The origin of Dominican cuisine was very much dictated by the resources found in the natural habitat of the Taíno tribe. With limited animals available for hunting, they relied heavily on vegetation like yuca and sweet potato. Casabe, one of the oldest known dishes in Dominican culture was at the centre of the Taíno diet – a crispy flatbread made from yuca flour. Its popularity ebbed and flowed throughout the centuries, but thanks to advancements in technology, but Casabe has made a resurgence and travellers can try this simple and delicious bread at local markets and street vendors around the island.

Spanish influences

The arrival of the Spaniards at the end of the 15th century brought with them animals and new fruits, vegetables and grains.

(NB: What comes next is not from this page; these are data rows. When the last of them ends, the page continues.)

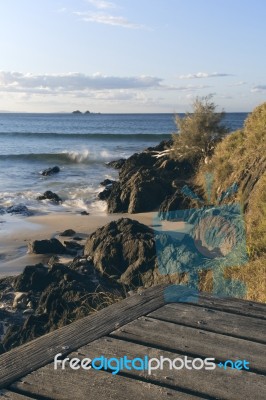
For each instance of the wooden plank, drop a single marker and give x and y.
(226, 384)
(194, 342)
(235, 306)
(81, 384)
(213, 321)
(24, 359)
(8, 395)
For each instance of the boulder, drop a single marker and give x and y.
(104, 194)
(68, 232)
(107, 182)
(145, 181)
(116, 164)
(48, 195)
(50, 171)
(19, 209)
(34, 277)
(51, 246)
(62, 295)
(176, 201)
(124, 248)
(84, 213)
(125, 251)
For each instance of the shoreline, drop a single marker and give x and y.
(13, 247)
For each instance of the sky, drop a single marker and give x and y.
(123, 56)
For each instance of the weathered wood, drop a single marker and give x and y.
(8, 395)
(195, 342)
(235, 306)
(41, 351)
(213, 320)
(80, 385)
(226, 384)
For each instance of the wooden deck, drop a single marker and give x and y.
(144, 325)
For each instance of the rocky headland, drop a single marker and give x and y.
(81, 273)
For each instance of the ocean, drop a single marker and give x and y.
(81, 145)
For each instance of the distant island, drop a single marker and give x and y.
(86, 112)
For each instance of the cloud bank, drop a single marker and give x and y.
(107, 20)
(72, 82)
(200, 75)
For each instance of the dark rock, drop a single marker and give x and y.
(104, 194)
(73, 247)
(145, 181)
(34, 277)
(50, 171)
(176, 201)
(68, 232)
(52, 246)
(125, 248)
(63, 295)
(78, 238)
(19, 209)
(107, 182)
(116, 164)
(48, 195)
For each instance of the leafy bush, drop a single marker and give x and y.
(198, 132)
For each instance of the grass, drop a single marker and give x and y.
(241, 158)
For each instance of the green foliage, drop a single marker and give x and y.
(198, 132)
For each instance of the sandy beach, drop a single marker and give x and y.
(20, 231)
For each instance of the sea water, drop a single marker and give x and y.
(81, 145)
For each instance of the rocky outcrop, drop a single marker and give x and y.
(51, 246)
(48, 195)
(116, 164)
(145, 181)
(19, 209)
(57, 295)
(125, 250)
(50, 171)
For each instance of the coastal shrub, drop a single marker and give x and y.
(240, 158)
(198, 132)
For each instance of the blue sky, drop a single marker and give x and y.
(131, 55)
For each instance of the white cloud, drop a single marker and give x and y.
(108, 20)
(241, 83)
(187, 88)
(199, 75)
(258, 89)
(72, 82)
(101, 4)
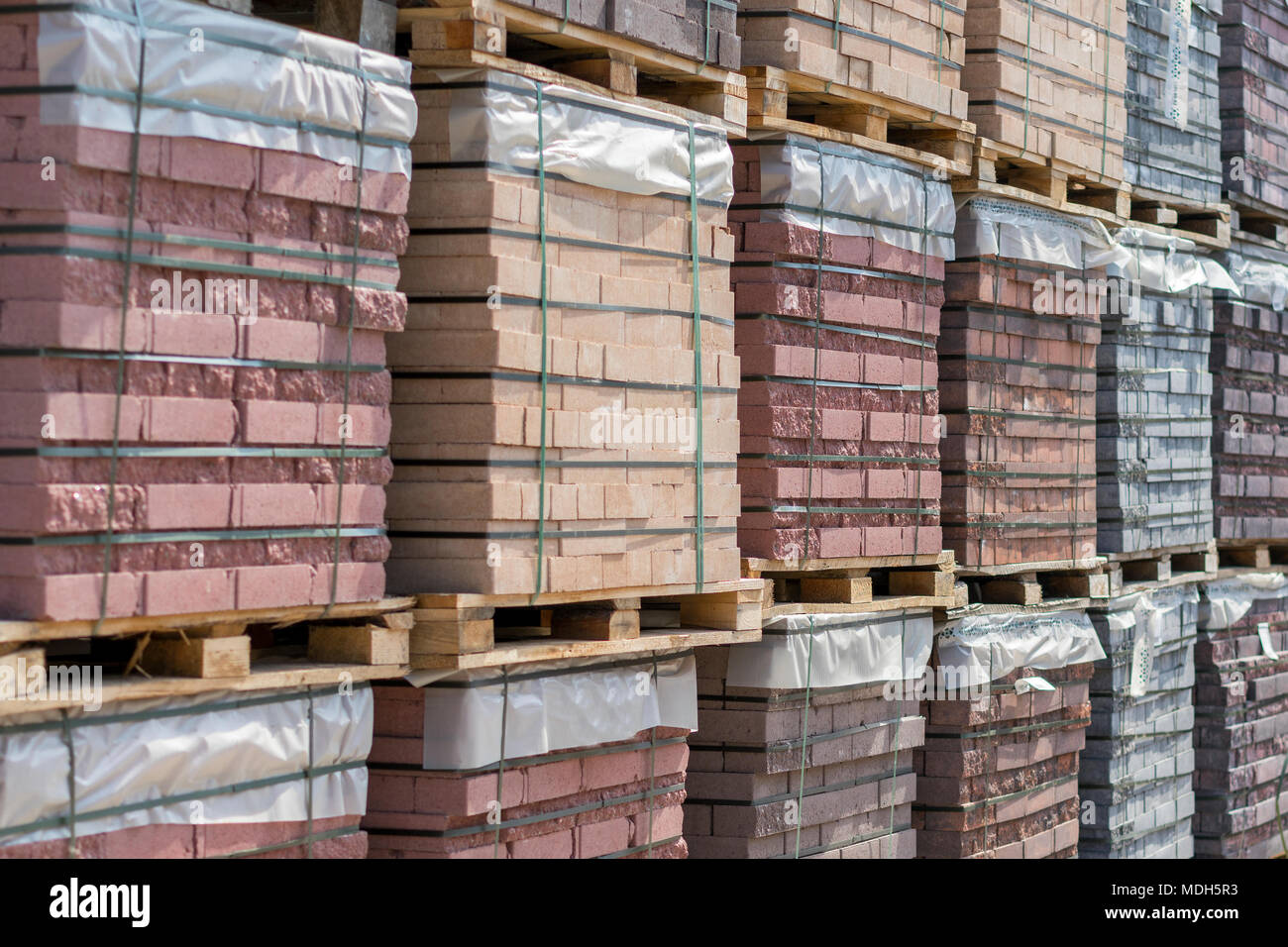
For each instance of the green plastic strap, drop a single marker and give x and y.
(699, 514)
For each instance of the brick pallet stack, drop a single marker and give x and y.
(590, 763)
(804, 744)
(1154, 397)
(1173, 124)
(1050, 81)
(836, 333)
(239, 401)
(1249, 398)
(1018, 385)
(1240, 699)
(519, 244)
(1137, 767)
(1005, 724)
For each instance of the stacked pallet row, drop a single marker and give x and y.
(1136, 771)
(1018, 385)
(552, 428)
(561, 761)
(1005, 724)
(240, 425)
(1154, 395)
(1249, 399)
(804, 744)
(1240, 701)
(837, 320)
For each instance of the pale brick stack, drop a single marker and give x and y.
(909, 52)
(1240, 699)
(746, 766)
(1050, 80)
(257, 398)
(1249, 397)
(1137, 767)
(589, 801)
(621, 450)
(838, 365)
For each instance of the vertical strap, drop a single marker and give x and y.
(127, 286)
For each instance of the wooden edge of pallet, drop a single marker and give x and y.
(557, 650)
(22, 630)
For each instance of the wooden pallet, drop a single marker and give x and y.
(579, 624)
(492, 34)
(1005, 170)
(1206, 223)
(794, 102)
(857, 583)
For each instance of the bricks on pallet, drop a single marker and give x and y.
(616, 467)
(1240, 701)
(780, 770)
(240, 376)
(836, 343)
(1136, 771)
(1018, 390)
(999, 774)
(1249, 397)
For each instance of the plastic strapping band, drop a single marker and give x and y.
(114, 468)
(545, 344)
(699, 514)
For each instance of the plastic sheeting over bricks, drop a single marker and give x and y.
(1136, 771)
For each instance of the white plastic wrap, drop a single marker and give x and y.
(559, 706)
(867, 195)
(1229, 599)
(588, 138)
(124, 762)
(987, 647)
(217, 75)
(849, 650)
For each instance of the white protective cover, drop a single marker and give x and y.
(557, 705)
(875, 188)
(587, 138)
(1229, 599)
(848, 650)
(250, 81)
(123, 762)
(987, 647)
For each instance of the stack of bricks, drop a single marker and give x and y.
(1240, 701)
(907, 52)
(1253, 111)
(1154, 421)
(1173, 123)
(1137, 767)
(590, 801)
(838, 392)
(747, 766)
(226, 415)
(622, 445)
(1018, 392)
(1050, 81)
(999, 775)
(1249, 397)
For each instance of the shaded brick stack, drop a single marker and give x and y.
(1240, 701)
(1253, 108)
(1137, 768)
(909, 52)
(1249, 397)
(1051, 80)
(227, 410)
(622, 440)
(1173, 124)
(999, 774)
(868, 342)
(745, 797)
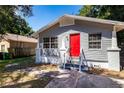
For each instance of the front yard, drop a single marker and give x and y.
(22, 72)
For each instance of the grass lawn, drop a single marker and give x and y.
(3, 63)
(23, 72)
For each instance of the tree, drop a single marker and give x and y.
(12, 19)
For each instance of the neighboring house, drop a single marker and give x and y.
(18, 45)
(70, 36)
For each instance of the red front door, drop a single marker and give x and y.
(74, 44)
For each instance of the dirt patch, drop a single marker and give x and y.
(105, 72)
(30, 76)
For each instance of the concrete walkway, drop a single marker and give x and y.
(74, 79)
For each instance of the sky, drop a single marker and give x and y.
(44, 14)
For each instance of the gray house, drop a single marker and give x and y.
(80, 40)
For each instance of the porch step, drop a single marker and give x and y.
(75, 59)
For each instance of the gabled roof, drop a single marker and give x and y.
(15, 37)
(90, 19)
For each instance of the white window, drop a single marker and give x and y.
(95, 41)
(50, 42)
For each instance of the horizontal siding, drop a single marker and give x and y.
(62, 32)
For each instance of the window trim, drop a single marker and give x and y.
(50, 42)
(100, 41)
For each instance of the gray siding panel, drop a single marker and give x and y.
(84, 30)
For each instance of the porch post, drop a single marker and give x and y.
(38, 54)
(113, 53)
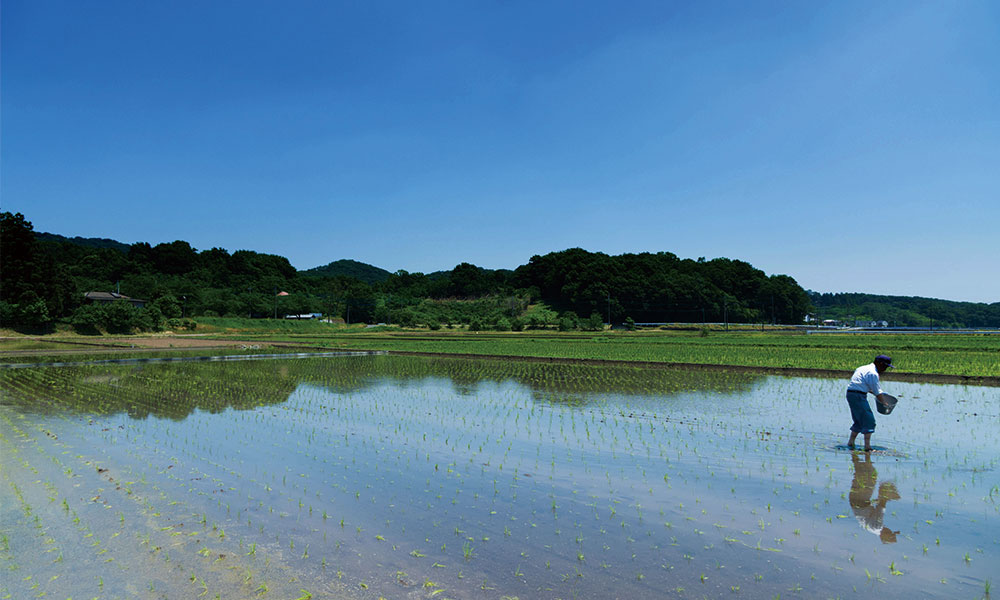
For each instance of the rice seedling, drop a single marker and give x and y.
(227, 465)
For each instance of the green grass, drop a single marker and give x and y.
(963, 355)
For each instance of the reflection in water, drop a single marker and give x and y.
(870, 513)
(175, 390)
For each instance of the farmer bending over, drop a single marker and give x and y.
(865, 380)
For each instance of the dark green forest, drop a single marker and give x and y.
(906, 311)
(45, 276)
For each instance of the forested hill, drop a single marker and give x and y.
(350, 268)
(905, 311)
(79, 241)
(45, 279)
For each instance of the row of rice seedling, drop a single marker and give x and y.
(397, 477)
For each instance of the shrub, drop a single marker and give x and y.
(567, 324)
(87, 319)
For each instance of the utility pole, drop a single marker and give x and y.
(725, 311)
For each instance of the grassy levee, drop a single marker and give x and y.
(975, 356)
(956, 355)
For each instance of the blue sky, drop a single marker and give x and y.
(852, 145)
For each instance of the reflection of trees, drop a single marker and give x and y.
(870, 513)
(175, 390)
(167, 391)
(548, 382)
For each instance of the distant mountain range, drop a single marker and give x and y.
(349, 268)
(79, 241)
(898, 309)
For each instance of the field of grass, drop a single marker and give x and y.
(423, 477)
(962, 355)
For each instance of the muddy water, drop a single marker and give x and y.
(417, 478)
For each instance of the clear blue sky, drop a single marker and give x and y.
(852, 145)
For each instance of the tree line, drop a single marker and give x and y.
(44, 279)
(905, 311)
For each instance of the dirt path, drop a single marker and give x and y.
(195, 342)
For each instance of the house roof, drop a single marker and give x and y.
(109, 297)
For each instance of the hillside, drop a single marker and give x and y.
(86, 242)
(349, 268)
(905, 311)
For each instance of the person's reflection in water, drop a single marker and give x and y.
(870, 513)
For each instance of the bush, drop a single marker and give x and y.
(120, 317)
(406, 318)
(567, 324)
(88, 319)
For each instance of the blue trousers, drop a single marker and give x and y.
(861, 412)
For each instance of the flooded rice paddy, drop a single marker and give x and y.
(378, 476)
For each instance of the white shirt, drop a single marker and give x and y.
(865, 379)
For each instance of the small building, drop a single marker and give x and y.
(109, 297)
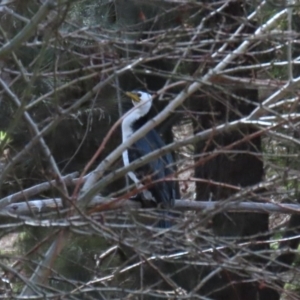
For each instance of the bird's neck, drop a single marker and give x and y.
(132, 123)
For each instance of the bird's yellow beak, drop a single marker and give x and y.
(133, 96)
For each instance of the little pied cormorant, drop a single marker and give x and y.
(162, 192)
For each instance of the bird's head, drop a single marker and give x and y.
(139, 97)
(142, 100)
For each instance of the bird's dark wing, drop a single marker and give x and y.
(164, 192)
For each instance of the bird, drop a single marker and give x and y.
(162, 192)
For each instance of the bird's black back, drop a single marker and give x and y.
(164, 192)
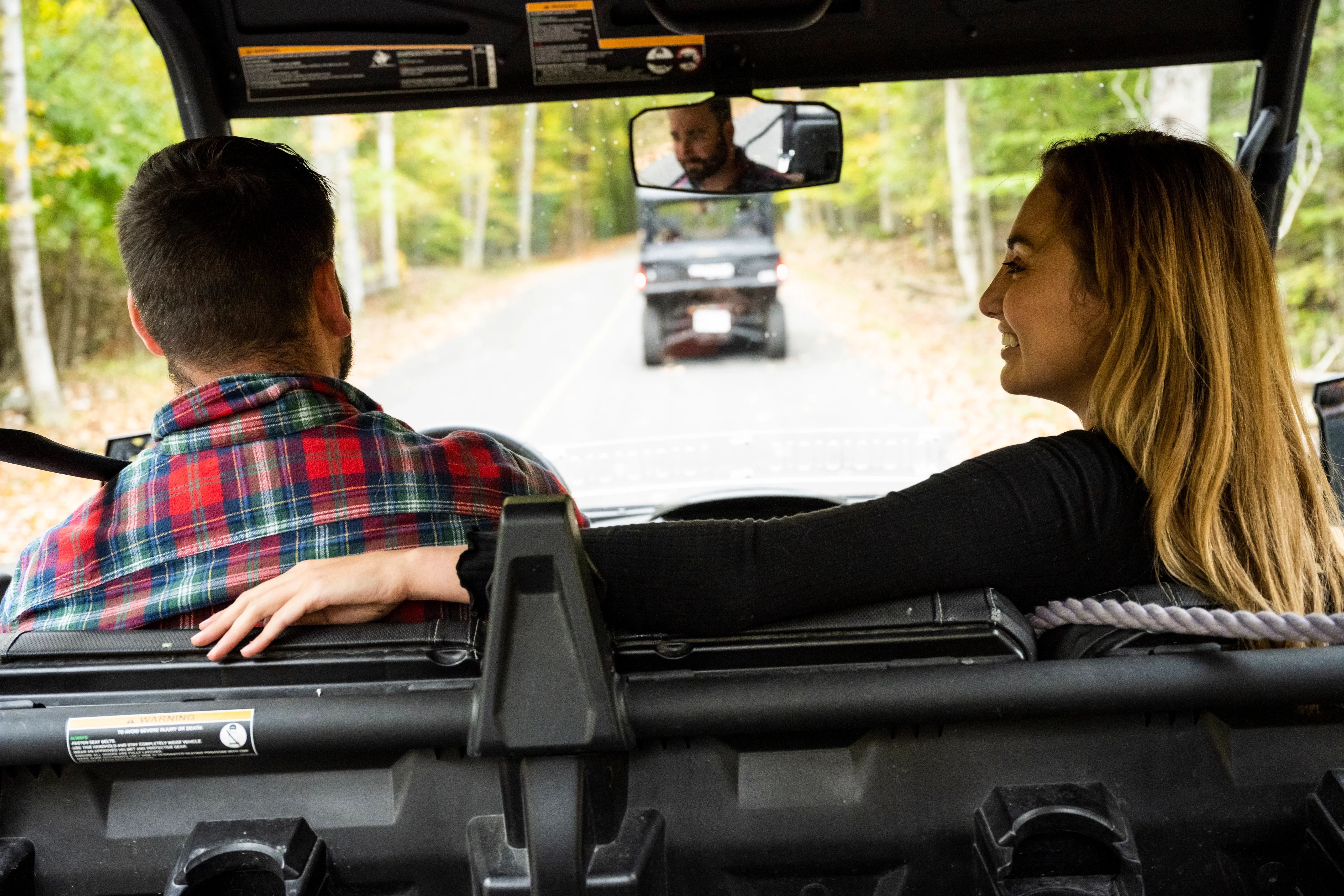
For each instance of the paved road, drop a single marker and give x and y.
(561, 367)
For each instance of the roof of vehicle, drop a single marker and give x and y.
(269, 58)
(857, 41)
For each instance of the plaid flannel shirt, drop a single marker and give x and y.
(246, 478)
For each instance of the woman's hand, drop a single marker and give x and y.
(361, 588)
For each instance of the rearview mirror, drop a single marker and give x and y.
(737, 146)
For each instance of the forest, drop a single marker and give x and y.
(941, 164)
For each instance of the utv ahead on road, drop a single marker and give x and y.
(921, 746)
(710, 272)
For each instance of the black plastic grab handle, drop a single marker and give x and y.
(41, 453)
(738, 21)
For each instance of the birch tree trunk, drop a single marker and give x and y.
(986, 226)
(960, 172)
(388, 221)
(353, 256)
(40, 370)
(1179, 100)
(476, 257)
(333, 151)
(525, 185)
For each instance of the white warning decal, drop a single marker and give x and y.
(162, 735)
(310, 73)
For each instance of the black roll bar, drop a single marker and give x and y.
(1279, 88)
(193, 84)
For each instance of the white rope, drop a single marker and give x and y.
(1222, 624)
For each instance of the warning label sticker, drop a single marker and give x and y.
(220, 733)
(307, 73)
(568, 49)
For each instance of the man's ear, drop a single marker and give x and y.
(140, 326)
(328, 303)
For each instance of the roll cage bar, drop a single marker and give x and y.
(823, 44)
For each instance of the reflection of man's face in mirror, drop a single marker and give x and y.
(702, 138)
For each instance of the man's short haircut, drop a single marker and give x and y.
(221, 237)
(722, 109)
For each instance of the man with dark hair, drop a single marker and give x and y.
(702, 139)
(268, 457)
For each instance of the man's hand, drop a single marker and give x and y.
(340, 590)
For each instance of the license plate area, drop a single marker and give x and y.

La Bandera, which translates to “The Flag”, is the national dish and would not exist had it not been for the Spanish influence on the country’s gastronomy. The ingredients represent each colour of the Dominican flag – the kidney beans for the red, the rice for the white and the meat representing the blue. Today, La Bandera is regularly found on lunch tables in resorts and restaurants from coast to coast, and is accompanied by green salad, avocado or tostones, also known as fried plantains.

African finishes

The African influence on the Dominican Republic is potentially one of the most profound, and its roots still resonate heavily in their culture today. African cooking methods were often born out of necessity, so casseroles, stews and spices were used to turn less desirable cuts of meat into delicious, savoury meals. Sancocho, one of the most popular Dominican dishes,  blends Taíno, Spanish and African culinary traditions into one. Featuring yuca, a variety of meats, spices and other vegetables, this stew showcases the multicultural foundations of Dominican culture and cuisine. According to locals, Adrian Tropical in Santo Domingo serves one of the best bowls of Sancocho in the capital.